De rechtbank overweegt verder dat verweerder een aanvraag om een omgevingsvergunning voor de activiteit bouwen moet beoordelen aan de hand van het bestemmingsplan, het bouwbesluit, de bouwverordening en de redelijke eisen van welstand. Als de aanvraag hieraan voldoet moet verweerder de omgevingsvergunning verlenen. Dit volgt uit het zogenoemde limitatief/imperatief stelsel van weigeringsgronden in artikel 2.10 van de Wabo. De rechtbank overweegt dat verweerder zich terecht op het standpunt heeft gesteld dat de splitsing van de woning in overeenstemming is met het bestemmingsplan “Noordwest 1 (Hof van Delft)”. Dat de omgevingsvergunning in strijd zou zijn met het beleid van verweerder over verkamering, biedt geen grond voor het weigeren van de omgevingsvergunning. Daarbij heeft verweerder op de zitting toegelicht dat er ten tijde van het bestreden besluit geen beleid was dat in de weg stond aan het opsplitsen van de woning in drie zelfstandige woningen.
4.5.
De rechtbank begrijpt verder dat eiseres in het verleden last heeft gehad van geluidsoverlast en dat dit voor eiseres vervelend is geweest. Hetgeen eiseres aanvoert met betrekking tot de geluidsoverlast is echter onvoldoende om te kunnen concluderen dat niet aannemelijk is dat aan de geluidseisen zoals neergelegd in het Bouwbesluit 2012 zal worden voldaan. Wat betreft de stelling van eiseres dat een dakopbouw vanaf de straatzijde niet zichtbaar mag zijn, heeft verweerder zich ten slotte terecht op het standpunt gesteld dat het bestemmingsplan die eis niet bevat.
4.6.
In hetgeen eiseres aanvoert ziet de rechtbank dan ook geen aanleiding voor het oordeel dat verweerder ten onrechte de omgevingsvergunning aan vergunninghouder heeft verleend.
5. Het beroep is daarom ongegrond.
6. Voor een proceskostenveroordeling bestaat geen aanleiding.

Beslissing

De rechtbank verklaart het beroep ongegrond.
Deze uitspraak is gedaan door mr. J. Schaaf, rechter, in aanwezigheid van mr. M. Klaus, griffier. De uitspraak is uitgesproken in het openbaar op 6 december 2021.
griffier
rechter

De griffier is niet in staat deze uitspraak mede te ondertekenen.

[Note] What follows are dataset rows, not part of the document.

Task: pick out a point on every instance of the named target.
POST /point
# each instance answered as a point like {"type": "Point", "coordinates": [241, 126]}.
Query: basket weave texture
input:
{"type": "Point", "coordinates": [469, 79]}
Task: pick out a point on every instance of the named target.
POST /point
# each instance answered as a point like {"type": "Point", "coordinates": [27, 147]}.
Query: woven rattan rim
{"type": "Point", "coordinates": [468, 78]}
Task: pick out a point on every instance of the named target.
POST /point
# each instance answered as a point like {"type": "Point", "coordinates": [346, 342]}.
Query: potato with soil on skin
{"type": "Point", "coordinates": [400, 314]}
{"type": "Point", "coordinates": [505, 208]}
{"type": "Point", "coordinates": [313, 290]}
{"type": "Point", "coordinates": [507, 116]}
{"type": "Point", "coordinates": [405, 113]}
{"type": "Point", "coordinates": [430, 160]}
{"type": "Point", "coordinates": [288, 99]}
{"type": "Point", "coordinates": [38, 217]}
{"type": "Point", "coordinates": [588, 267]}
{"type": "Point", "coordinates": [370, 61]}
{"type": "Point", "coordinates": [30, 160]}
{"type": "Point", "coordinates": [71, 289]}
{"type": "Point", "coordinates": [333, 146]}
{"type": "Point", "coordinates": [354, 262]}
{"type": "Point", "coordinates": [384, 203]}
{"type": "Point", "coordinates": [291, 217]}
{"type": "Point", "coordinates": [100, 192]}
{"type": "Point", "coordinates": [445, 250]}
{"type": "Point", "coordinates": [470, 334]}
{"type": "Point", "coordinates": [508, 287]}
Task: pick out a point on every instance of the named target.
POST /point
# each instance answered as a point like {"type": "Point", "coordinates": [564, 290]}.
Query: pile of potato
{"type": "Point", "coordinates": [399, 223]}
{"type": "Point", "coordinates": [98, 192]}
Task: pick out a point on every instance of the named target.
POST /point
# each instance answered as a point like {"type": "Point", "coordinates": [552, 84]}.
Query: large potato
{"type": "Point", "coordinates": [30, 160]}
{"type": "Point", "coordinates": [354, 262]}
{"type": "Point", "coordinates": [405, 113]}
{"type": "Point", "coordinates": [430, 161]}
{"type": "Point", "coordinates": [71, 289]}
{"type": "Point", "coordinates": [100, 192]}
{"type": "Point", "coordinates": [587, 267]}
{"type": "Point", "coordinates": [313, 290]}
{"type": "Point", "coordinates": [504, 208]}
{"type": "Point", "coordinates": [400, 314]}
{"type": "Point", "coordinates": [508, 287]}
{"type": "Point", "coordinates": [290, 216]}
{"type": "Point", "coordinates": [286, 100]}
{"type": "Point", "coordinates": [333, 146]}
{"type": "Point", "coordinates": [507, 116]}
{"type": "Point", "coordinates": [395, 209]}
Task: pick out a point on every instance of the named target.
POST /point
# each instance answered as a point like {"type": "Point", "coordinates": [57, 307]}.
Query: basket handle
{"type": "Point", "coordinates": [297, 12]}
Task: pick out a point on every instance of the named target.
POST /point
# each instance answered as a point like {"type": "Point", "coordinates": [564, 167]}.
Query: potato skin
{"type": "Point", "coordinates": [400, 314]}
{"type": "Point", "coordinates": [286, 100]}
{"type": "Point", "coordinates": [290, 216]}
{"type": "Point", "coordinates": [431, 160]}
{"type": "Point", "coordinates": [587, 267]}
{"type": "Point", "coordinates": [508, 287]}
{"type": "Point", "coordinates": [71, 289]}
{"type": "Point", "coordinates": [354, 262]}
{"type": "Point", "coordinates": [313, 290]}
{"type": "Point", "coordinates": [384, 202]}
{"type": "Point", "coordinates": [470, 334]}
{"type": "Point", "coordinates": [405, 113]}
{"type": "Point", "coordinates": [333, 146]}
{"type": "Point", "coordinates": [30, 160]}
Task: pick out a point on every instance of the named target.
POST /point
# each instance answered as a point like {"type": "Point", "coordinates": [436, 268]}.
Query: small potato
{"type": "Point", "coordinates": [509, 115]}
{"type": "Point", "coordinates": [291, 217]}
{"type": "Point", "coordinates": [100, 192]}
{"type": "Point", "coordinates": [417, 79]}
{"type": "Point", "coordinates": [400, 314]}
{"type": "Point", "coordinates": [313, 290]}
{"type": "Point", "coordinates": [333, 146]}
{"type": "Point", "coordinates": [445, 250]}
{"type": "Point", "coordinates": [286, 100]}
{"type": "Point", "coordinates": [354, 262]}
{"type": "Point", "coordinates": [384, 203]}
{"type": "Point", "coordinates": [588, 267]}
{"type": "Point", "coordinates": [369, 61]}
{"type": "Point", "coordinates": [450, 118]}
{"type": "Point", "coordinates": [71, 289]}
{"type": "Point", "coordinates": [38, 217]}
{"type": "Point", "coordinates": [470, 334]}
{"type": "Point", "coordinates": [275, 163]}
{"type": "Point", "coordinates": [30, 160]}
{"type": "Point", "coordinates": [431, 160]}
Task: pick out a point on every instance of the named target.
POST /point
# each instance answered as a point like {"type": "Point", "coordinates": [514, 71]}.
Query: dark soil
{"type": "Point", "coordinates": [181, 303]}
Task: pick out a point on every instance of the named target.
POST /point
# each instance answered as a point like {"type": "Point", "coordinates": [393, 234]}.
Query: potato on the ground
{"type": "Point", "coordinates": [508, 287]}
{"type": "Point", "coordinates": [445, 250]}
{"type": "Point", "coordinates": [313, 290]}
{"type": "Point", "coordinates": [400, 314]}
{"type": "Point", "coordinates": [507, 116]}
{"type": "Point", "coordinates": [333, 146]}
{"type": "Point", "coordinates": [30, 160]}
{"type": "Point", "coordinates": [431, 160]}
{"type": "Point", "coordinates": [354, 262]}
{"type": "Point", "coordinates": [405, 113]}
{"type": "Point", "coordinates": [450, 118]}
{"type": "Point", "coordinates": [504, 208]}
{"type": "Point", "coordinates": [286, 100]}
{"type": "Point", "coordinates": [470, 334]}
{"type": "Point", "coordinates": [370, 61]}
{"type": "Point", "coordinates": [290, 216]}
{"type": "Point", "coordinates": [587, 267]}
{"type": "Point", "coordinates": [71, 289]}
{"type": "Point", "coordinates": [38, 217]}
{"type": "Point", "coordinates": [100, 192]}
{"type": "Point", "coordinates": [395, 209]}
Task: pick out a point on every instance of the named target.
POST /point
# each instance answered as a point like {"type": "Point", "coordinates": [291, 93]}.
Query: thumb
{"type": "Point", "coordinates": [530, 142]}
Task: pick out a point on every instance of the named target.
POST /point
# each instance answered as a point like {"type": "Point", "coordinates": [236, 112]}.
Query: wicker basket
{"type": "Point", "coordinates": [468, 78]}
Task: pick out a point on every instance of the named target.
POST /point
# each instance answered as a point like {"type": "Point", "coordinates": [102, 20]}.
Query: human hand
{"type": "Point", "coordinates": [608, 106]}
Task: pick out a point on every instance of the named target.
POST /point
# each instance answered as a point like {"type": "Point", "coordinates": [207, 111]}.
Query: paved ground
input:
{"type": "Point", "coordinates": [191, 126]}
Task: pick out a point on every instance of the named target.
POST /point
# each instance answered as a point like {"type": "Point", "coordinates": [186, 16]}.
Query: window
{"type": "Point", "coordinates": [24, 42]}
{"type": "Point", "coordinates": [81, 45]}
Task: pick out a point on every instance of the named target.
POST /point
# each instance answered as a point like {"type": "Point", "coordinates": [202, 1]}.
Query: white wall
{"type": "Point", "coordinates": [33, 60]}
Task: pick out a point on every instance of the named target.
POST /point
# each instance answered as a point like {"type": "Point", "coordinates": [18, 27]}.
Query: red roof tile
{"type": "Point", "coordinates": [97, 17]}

Een afschrift van deze uitspraak is verzonden aan partijen op:

Bent u het niet eens met deze uitspraak?

Als u het niet eens bent met deze uitspraak, kunt u een brief sturen naar de Afdeling bestuursrechtspraak van de Raad van State waarin u uitlegt waarom u het er niet mee eens bent. Dit heet een beroepschrift. U moet dit beroepschrift indienen binnen 6 weken na de dag waarop deze uitspraak is verzonden. U ziet deze datum hierboven.